Erstellt von Mag. Christoph Fasching, MBA |
Gesellschaftsrecht

Neuheit im österreichischen Gesellschaftsrecht: Mitarbeiterbeteiligung durch Unternehmenswert-Anteile in der Flexiblen Kapitalgesellschaft. Wir informieren, was es damit auf sich hat und worauf zu achten ist. 

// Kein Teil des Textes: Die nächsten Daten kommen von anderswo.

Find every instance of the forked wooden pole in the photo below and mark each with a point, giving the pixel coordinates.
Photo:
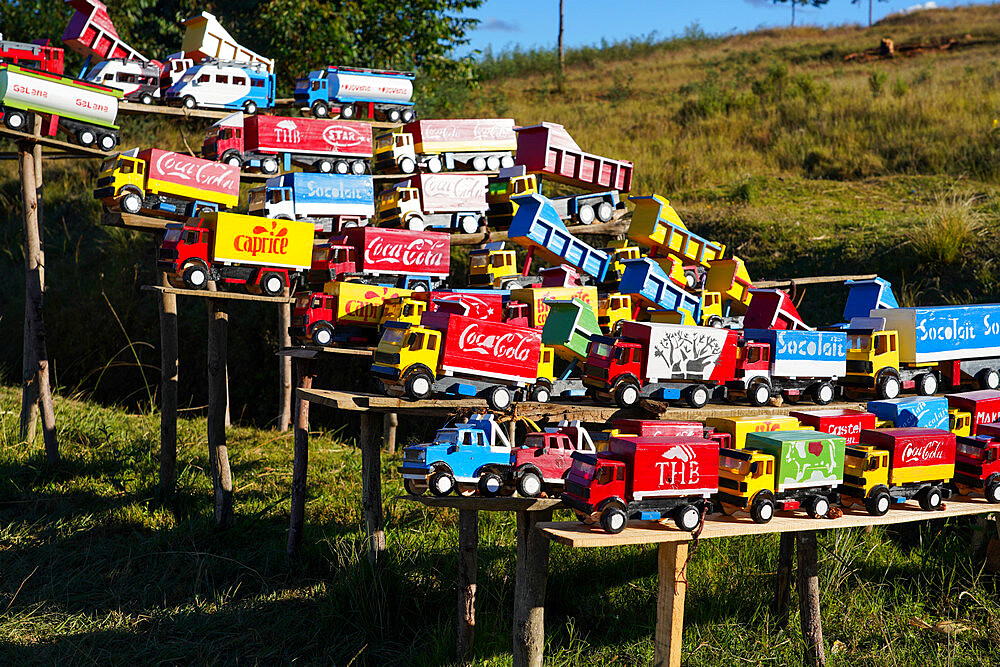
(218, 454)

Bei Unternehmenswert-Anteilen handelt es sich um eine neue, auf die Bedürfnisse der Praxis zugeschnittene Beteiligungsform bzw Anteilsklasse, die vor allem für Start-Ups und andere innovativen Unternehmen eine spannende Möglichkeit zur Mitarbeiterbeteiligung bietet. Die Grundkonzeption der Unternehmenswert-Anteile ist, dass den Unternehmenswert-Beteiligten eine Beteiligung am Substanzwert und am Gewinn der Gesellschaft zusteht, jedoch kein Stimmrecht. Diese Beteiligung steht nicht nur Mitarbeiterinnen offen. 

 

Zur Möglichkeit der Ausgabe 

Im Gesellschaftsvertrag muss die Ausgabe von Unternehmenswert-Anteilen geregelt sein. Das Ausmaß der Unternehmenswert-Anteile darf max. 25% des Stammkapitals erreichen. Eine Pflicht zur Ausgabe von Unternehmenswert-Anteilen gibt es aber nicht. 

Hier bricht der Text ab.